Have you ever felt ashamed about something you’ve eaten, so much so that you eat it in secret and don’t tell anyone else about it because you’re afraid of judgment?
This used to be part of my everyday life, and yet at the time I never considered that it was something other people experienced. It’s a catch-22. You’re ashamed of eating something, or eating a certain way, so you don’t talk about it and never get a chance to hear someone else share anything similar. That makes you feel even more isolated and ashamed and even less likely to talk about it.
But the sad truth is that many, many people have these feelings. Sometimes it’s how or how much we eat. Other times it’s related to categories of foods, like things with lots of fat or sugar or carbohydrates, but these days it can be just as likely to come up in relation to how the food is raised or made, such as organic vs. conventional practices. All of it can have judgment associated with it, and that’s where the shame comes in.
Yet despite this, it’s still far more common to feel alone and isolated, to think, “If other people knew how or what I ate, they would lose all respect for me.”
It took me a long, long time to learn how to let go of this feeling, because as with all types of shame, it’s counter-intuitive. Our instinct is to hide, but what we really need in order to heal and recover from that sense of stigma is to bring those secrets into the open, air them out, and own them.

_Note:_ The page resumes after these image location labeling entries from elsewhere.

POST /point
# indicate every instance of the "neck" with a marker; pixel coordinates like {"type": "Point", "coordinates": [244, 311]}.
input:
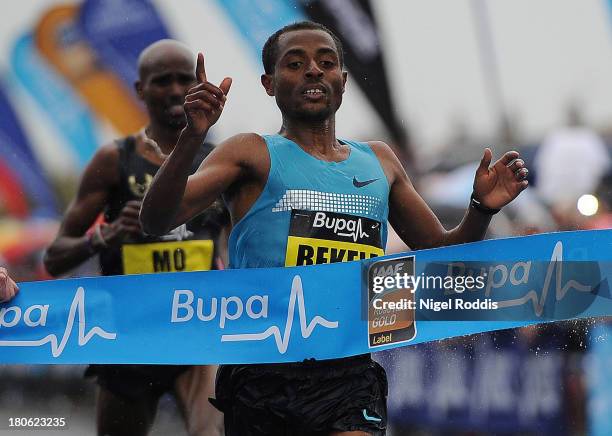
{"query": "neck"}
{"type": "Point", "coordinates": [165, 137]}
{"type": "Point", "coordinates": [318, 138]}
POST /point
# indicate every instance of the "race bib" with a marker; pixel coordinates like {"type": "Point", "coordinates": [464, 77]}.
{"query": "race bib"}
{"type": "Point", "coordinates": [327, 237]}
{"type": "Point", "coordinates": [167, 257]}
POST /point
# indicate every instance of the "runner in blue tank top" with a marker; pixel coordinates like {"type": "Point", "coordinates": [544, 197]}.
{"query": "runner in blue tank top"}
{"type": "Point", "coordinates": [304, 197]}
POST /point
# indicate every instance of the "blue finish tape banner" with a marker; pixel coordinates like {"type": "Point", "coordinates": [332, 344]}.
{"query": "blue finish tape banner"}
{"type": "Point", "coordinates": [324, 311]}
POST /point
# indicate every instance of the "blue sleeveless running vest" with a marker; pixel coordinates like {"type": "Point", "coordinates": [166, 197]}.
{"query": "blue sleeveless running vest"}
{"type": "Point", "coordinates": [311, 211]}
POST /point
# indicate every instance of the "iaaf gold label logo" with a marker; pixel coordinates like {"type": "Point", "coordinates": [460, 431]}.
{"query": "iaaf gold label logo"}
{"type": "Point", "coordinates": [391, 308]}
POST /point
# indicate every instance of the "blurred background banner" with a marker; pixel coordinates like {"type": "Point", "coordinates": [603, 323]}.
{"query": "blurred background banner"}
{"type": "Point", "coordinates": [24, 171]}
{"type": "Point", "coordinates": [257, 20]}
{"type": "Point", "coordinates": [599, 381]}
{"type": "Point", "coordinates": [354, 23]}
{"type": "Point", "coordinates": [56, 99]}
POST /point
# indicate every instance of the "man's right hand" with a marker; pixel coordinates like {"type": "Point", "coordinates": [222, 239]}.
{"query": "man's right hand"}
{"type": "Point", "coordinates": [204, 102]}
{"type": "Point", "coordinates": [125, 225]}
{"type": "Point", "coordinates": [8, 288]}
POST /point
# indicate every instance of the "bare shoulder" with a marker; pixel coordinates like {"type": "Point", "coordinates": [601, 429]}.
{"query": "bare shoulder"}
{"type": "Point", "coordinates": [388, 159]}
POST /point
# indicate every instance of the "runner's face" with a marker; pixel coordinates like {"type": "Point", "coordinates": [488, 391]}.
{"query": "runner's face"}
{"type": "Point", "coordinates": [308, 80]}
{"type": "Point", "coordinates": [164, 88]}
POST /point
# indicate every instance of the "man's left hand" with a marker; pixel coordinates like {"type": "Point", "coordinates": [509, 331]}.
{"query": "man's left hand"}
{"type": "Point", "coordinates": [498, 185]}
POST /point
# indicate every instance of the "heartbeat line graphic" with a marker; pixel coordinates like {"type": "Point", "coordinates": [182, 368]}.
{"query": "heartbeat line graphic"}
{"type": "Point", "coordinates": [556, 265]}
{"type": "Point", "coordinates": [282, 341]}
{"type": "Point", "coordinates": [78, 303]}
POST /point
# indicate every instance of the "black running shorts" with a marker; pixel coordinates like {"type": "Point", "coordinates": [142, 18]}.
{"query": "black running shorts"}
{"type": "Point", "coordinates": [308, 398]}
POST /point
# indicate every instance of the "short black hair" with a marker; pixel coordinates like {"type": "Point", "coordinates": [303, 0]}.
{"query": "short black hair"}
{"type": "Point", "coordinates": [270, 49]}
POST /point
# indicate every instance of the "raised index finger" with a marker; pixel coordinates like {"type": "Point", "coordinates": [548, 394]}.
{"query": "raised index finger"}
{"type": "Point", "coordinates": [200, 71]}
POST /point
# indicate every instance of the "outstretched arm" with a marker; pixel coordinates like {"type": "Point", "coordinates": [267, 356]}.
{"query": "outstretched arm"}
{"type": "Point", "coordinates": [8, 288]}
{"type": "Point", "coordinates": [174, 197]}
{"type": "Point", "coordinates": [417, 225]}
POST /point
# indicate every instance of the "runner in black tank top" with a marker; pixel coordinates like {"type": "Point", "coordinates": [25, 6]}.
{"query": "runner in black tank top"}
{"type": "Point", "coordinates": [112, 186]}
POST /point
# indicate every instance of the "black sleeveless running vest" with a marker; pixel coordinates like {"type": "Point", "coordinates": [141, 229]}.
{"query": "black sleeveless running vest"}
{"type": "Point", "coordinates": [135, 175]}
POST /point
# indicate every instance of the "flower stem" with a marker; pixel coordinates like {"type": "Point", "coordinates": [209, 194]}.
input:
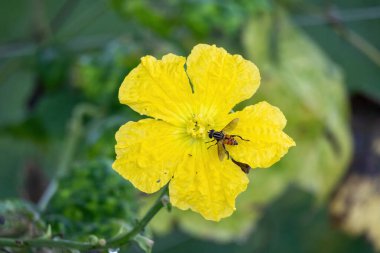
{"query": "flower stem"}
{"type": "Point", "coordinates": [75, 132]}
{"type": "Point", "coordinates": [117, 241]}
{"type": "Point", "coordinates": [123, 239]}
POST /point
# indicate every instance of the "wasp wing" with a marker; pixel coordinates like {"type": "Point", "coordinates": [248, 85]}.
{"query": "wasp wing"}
{"type": "Point", "coordinates": [231, 126]}
{"type": "Point", "coordinates": [221, 151]}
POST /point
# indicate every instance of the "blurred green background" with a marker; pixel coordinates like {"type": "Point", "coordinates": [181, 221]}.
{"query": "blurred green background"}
{"type": "Point", "coordinates": [62, 62]}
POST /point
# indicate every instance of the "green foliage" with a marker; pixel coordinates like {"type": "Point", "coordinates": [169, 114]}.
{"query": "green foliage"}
{"type": "Point", "coordinates": [19, 219]}
{"type": "Point", "coordinates": [93, 199]}
{"type": "Point", "coordinates": [58, 55]}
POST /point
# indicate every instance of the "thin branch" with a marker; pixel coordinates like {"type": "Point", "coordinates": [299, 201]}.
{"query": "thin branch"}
{"type": "Point", "coordinates": [118, 241]}
{"type": "Point", "coordinates": [75, 132]}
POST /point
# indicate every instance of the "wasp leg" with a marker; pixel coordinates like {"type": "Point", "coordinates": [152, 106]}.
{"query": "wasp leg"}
{"type": "Point", "coordinates": [239, 137]}
{"type": "Point", "coordinates": [227, 153]}
{"type": "Point", "coordinates": [212, 145]}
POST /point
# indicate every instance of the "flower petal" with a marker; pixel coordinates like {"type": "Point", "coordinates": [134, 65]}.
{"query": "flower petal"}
{"type": "Point", "coordinates": [262, 125]}
{"type": "Point", "coordinates": [206, 185]}
{"type": "Point", "coordinates": [147, 153]}
{"type": "Point", "coordinates": [158, 88]}
{"type": "Point", "coordinates": [220, 80]}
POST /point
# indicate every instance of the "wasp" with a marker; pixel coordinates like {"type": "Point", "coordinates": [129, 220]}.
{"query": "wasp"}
{"type": "Point", "coordinates": [223, 139]}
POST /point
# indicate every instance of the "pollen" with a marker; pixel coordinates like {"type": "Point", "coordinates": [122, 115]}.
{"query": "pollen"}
{"type": "Point", "coordinates": [197, 127]}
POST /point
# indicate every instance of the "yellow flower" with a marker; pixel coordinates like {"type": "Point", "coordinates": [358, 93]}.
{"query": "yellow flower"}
{"type": "Point", "coordinates": [185, 102]}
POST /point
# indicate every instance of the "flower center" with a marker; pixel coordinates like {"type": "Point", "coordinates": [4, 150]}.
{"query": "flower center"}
{"type": "Point", "coordinates": [197, 127]}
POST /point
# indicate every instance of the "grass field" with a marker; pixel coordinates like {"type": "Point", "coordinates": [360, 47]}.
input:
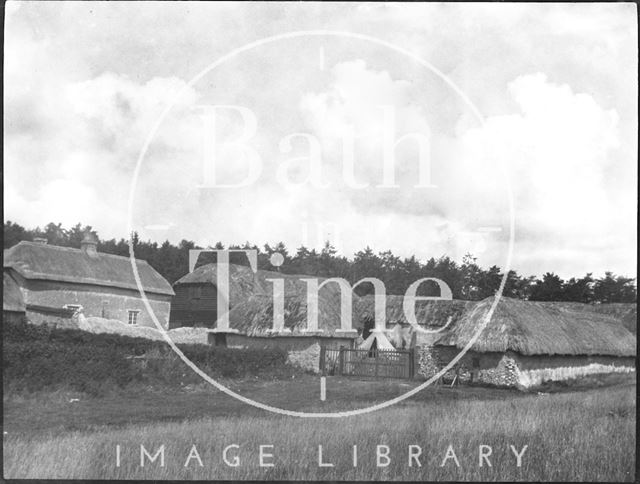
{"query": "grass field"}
{"type": "Point", "coordinates": [588, 434]}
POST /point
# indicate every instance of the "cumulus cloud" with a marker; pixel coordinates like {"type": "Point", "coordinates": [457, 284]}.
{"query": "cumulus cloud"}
{"type": "Point", "coordinates": [82, 90]}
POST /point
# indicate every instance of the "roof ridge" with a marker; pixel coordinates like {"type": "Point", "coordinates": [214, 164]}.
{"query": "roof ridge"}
{"type": "Point", "coordinates": [73, 249]}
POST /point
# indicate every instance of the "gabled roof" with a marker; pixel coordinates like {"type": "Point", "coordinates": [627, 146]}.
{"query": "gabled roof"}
{"type": "Point", "coordinates": [11, 296]}
{"type": "Point", "coordinates": [35, 261]}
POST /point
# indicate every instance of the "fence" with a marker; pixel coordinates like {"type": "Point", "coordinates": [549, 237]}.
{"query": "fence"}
{"type": "Point", "coordinates": [367, 363]}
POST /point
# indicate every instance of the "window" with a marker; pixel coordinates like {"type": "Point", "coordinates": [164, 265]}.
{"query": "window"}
{"type": "Point", "coordinates": [133, 316]}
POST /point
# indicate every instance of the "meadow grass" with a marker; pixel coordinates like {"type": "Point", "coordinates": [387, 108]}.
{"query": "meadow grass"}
{"type": "Point", "coordinates": [581, 436]}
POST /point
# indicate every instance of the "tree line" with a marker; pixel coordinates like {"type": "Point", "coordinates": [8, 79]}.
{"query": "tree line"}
{"type": "Point", "coordinates": [467, 280]}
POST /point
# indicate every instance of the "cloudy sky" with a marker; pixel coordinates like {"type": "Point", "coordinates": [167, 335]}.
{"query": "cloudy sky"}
{"type": "Point", "coordinates": [556, 87]}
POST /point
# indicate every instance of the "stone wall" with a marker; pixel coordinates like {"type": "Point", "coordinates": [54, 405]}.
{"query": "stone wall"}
{"type": "Point", "coordinates": [513, 370]}
{"type": "Point", "coordinates": [98, 301]}
{"type": "Point", "coordinates": [289, 343]}
{"type": "Point", "coordinates": [307, 359]}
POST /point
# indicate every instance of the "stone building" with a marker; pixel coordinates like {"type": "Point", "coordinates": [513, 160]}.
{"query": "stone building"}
{"type": "Point", "coordinates": [526, 343]}
{"type": "Point", "coordinates": [56, 282]}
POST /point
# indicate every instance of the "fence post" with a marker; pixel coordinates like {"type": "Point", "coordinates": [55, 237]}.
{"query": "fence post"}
{"type": "Point", "coordinates": [323, 356]}
{"type": "Point", "coordinates": [376, 355]}
{"type": "Point", "coordinates": [412, 362]}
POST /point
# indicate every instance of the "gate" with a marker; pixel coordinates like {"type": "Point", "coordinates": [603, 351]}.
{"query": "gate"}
{"type": "Point", "coordinates": [367, 363]}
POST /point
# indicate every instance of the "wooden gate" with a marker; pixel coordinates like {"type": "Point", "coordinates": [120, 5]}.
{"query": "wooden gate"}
{"type": "Point", "coordinates": [367, 363]}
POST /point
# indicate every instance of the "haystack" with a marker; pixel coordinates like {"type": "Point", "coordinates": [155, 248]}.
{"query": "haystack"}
{"type": "Point", "coordinates": [379, 339]}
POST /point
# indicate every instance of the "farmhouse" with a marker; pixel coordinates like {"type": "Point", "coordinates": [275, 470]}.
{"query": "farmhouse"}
{"type": "Point", "coordinates": [526, 343]}
{"type": "Point", "coordinates": [56, 282]}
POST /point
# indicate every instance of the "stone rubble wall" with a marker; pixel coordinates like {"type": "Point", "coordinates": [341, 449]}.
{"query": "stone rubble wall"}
{"type": "Point", "coordinates": [513, 370]}
{"type": "Point", "coordinates": [307, 359]}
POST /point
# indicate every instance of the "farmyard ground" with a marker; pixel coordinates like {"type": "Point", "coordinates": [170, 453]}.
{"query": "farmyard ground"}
{"type": "Point", "coordinates": [574, 434]}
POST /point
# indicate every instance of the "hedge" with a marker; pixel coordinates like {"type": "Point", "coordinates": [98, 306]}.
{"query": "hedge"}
{"type": "Point", "coordinates": [43, 357]}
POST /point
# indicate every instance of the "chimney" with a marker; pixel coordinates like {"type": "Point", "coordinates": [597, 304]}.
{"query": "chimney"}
{"type": "Point", "coordinates": [89, 244]}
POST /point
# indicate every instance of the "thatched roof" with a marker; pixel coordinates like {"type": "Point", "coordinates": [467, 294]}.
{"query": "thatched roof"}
{"type": "Point", "coordinates": [53, 263]}
{"type": "Point", "coordinates": [625, 313]}
{"type": "Point", "coordinates": [534, 328]}
{"type": "Point", "coordinates": [11, 296]}
{"type": "Point", "coordinates": [428, 313]}
{"type": "Point", "coordinates": [254, 316]}
{"type": "Point", "coordinates": [244, 284]}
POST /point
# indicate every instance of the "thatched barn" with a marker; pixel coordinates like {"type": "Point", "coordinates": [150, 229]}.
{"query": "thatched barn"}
{"type": "Point", "coordinates": [527, 343]}
{"type": "Point", "coordinates": [58, 282]}
{"type": "Point", "coordinates": [431, 315]}
{"type": "Point", "coordinates": [195, 301]}
{"type": "Point", "coordinates": [13, 307]}
{"type": "Point", "coordinates": [253, 319]}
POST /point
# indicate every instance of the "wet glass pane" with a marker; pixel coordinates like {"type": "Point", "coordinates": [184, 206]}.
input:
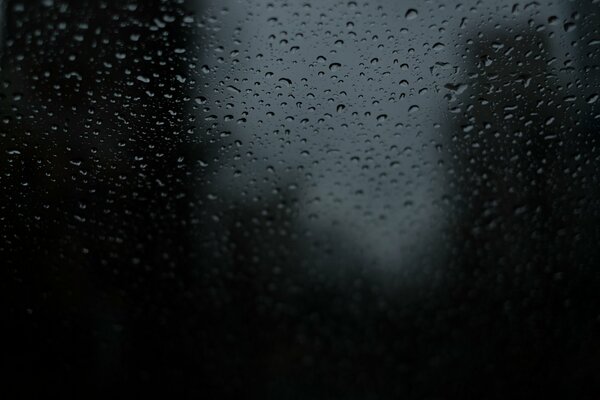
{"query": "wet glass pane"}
{"type": "Point", "coordinates": [301, 199]}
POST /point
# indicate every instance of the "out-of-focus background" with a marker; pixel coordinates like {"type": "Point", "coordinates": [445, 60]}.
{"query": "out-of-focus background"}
{"type": "Point", "coordinates": [293, 200]}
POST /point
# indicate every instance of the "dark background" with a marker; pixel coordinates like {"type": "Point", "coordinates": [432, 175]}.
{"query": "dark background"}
{"type": "Point", "coordinates": [186, 210]}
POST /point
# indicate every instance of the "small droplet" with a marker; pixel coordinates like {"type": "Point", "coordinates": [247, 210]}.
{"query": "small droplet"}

Not that this is easy. I remember how worried I was to tell my high school best friend that twenty-five years ago, I snuck food when I was at her house, goodies I couldn’t get at home. I no longer worried about losing her friendship as a result, but I did worry a bit what she would think.
This is when the magic can happen, when instead of condemnation you may find compassion. My friend did not turn away or shun me for my revelation, only said how sorry she was that I had felt the need to sneak food to begin with, and sad to hear that I hadn’t been able to tell her about it then.
It was such a relief to have that out, as well as other food behaviors I thought were abnormal. By refusing to hide them anymore, they lost their hold on me and became possible to let go.
So while our society promotes judgment, it is not a given, and we can all do our best to be gentle with those who share such details, as well as with ourselves. My hope is that if we start talking more openly about how and why we eat, we will find that we are not as alone as we feared, and we can make shame around our food and eating choices a thing of the past.